I am considering the ring $R=\mathbb{Z}[\frac{1}{5}]=\{p(\frac{1}{5})\mid p(x) \in \mathbb{Z}[x]\}$ and I want to determine whether the ideals $I=\left \langle 2,\frac{1}{5}\right \rangle$ and $J=\left \langle 2,\frac{3}{5}\right \rangle$ are principal ideals.
So far, I think that $I=\left \langle \frac{1}{5}\right \rangle$ and is hence principal. Clearly, we have $\left \langle \frac{1}{5}\right \rangle \subset I$. To show the other direction, observe that if $\alpha=2p(\frac{1}{5})+\frac{1}{5}q(\frac{1}{5})\in I$ for some $p,q \in \mathbb{Z}[x]$, we can write $\alpha = \frac{1}{5}\left(10p(\frac{1}{5})+q(\frac{1}{5})\right)\in \left \langle \frac{1}{5}\right \rangle$. Hence $I \subset \left \langle \frac{1}{5} \right \rangle \implies I =\left \langle \frac{1}{5} \right \rangle$.
For the second case, I believe that $J=\left \langle 2, \frac{3}{5} \right \rangle$ is not principal in $R$. To prove this, I have tried assuming that $J=\left \langle t\left( \frac{1}{5} \right) \right \rangle$ for some $t(x)\in\mathbb{Z}[x]$. Then clearly, we must have that $t\left( \frac{1}{5} \right)$ divides $2$ and $\frac{3}{5}$. But I am struggling to place any restrictions on $t$: for instance, if we assume that $\frac{3}{5}=t\left(\frac{1}{5}\right)r\left(\frac{1}{5}\right)$ with $r \in \mathbb{Z}[x]$, then I don't believe I can say much about the degree of $t$ and $r$, since it is possible the coefficients will cancel.
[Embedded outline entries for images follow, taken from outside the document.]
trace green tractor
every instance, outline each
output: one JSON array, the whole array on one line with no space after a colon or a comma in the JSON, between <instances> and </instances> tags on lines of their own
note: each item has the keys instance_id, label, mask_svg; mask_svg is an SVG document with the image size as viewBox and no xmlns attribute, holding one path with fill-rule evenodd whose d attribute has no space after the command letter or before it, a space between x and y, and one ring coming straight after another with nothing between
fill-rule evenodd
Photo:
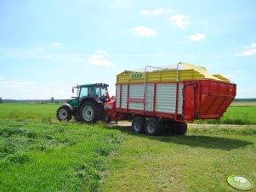
<instances>
[{"instance_id":1,"label":"green tractor","mask_svg":"<svg viewBox=\"0 0 256 192\"><path fill-rule=\"evenodd\" d=\"M77 85L77 97L68 100L57 110L59 121L70 121L72 116L76 121L94 123L105 117L104 103L110 100L107 84L94 83Z\"/></svg>"}]
</instances>

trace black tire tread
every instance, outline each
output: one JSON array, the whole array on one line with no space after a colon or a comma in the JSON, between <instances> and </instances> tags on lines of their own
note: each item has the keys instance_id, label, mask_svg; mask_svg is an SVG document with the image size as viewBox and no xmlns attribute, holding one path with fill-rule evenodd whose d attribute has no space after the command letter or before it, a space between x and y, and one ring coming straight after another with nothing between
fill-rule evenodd
<instances>
[{"instance_id":1,"label":"black tire tread","mask_svg":"<svg viewBox=\"0 0 256 192\"><path fill-rule=\"evenodd\" d=\"M65 120L60 119L60 116L59 116L59 111L61 109L65 109L66 110L66 112L67 112L67 116L66 116L66 119L65 119ZM66 106L66 105L61 105L60 107L58 108L58 110L56 111L56 116L57 116L57 119L60 121L69 121L72 118L72 114L71 114L71 111L70 110L70 109L68 108L68 106Z\"/></svg>"},{"instance_id":2,"label":"black tire tread","mask_svg":"<svg viewBox=\"0 0 256 192\"><path fill-rule=\"evenodd\" d=\"M93 119L90 121L87 121L82 117L82 109L86 105L90 105L93 108L93 110L94 110L94 116L93 117ZM103 109L102 106L100 106L100 104L96 104L92 101L84 102L79 109L79 116L80 116L81 121L83 122L88 122L88 123L94 123L94 122L99 121L100 120L101 120L103 118L102 109Z\"/></svg>"},{"instance_id":3,"label":"black tire tread","mask_svg":"<svg viewBox=\"0 0 256 192\"><path fill-rule=\"evenodd\" d=\"M139 121L141 124L141 128L139 132L134 129L134 125L135 121ZM134 118L133 122L132 122L133 130L135 133L145 133L145 117L136 116L135 118Z\"/></svg>"}]
</instances>

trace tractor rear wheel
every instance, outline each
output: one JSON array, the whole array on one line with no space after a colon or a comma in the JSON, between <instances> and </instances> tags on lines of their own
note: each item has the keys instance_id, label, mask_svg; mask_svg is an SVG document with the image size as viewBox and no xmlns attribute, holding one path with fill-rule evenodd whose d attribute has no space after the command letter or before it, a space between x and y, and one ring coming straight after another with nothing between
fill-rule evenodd
<instances>
[{"instance_id":1,"label":"tractor rear wheel","mask_svg":"<svg viewBox=\"0 0 256 192\"><path fill-rule=\"evenodd\" d=\"M61 121L70 121L72 117L71 112L68 106L66 105L62 105L59 107L56 112L56 116L57 119Z\"/></svg>"},{"instance_id":2,"label":"tractor rear wheel","mask_svg":"<svg viewBox=\"0 0 256 192\"><path fill-rule=\"evenodd\" d=\"M101 106L91 101L82 104L79 110L82 121L94 123L100 120L102 118L101 108Z\"/></svg>"},{"instance_id":3,"label":"tractor rear wheel","mask_svg":"<svg viewBox=\"0 0 256 192\"><path fill-rule=\"evenodd\" d=\"M145 131L148 135L162 135L163 126L157 118L151 117L145 121Z\"/></svg>"},{"instance_id":4,"label":"tractor rear wheel","mask_svg":"<svg viewBox=\"0 0 256 192\"><path fill-rule=\"evenodd\" d=\"M141 116L137 116L134 119L132 123L132 127L134 132L138 133L145 133L145 119Z\"/></svg>"}]
</instances>

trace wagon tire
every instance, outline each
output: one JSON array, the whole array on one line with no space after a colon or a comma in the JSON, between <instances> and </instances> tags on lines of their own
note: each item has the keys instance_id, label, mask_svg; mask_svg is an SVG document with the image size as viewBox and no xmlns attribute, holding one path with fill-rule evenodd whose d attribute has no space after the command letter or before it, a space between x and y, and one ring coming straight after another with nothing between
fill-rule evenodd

As an example, I can write $\frac{3}{5}=(3\cdot 5)\frac{1}{5^2}=(3\cdot 5^2)\frac{1}{5^3}$ and so on... As a result, I am at a loss for how to show that $J$ is or is not principal in $R$.
I imagine that I am making things too complicated, or have not understood the definition of $R$.
Two facts can be used to deal with both of these.
(1) If an ideal $I$ of a ring $R$ contains a unit, then $I = \langle 1 \rangle = R$.
(2) Given $r \in R$ and a unit $u \in R$, then $\langle r \rangle = \langle ur \rangle$, i.e., associates (elements that differ multiplicatively by a unit) generate the same ideal.
Returning to your problem, since $1/5$ is a unit then (1) immediately shows that $I = \langle 1 \rangle$. Again, since $1/5$ is a unit then (2) implies $\langle 2, 3/5 \rangle = \langle 2, 3 \rangle$. Since $1 = 3 - 2 \in \langle 2, 3 \rangle$, this shows that $J = \langle 1 \rangle$ as well.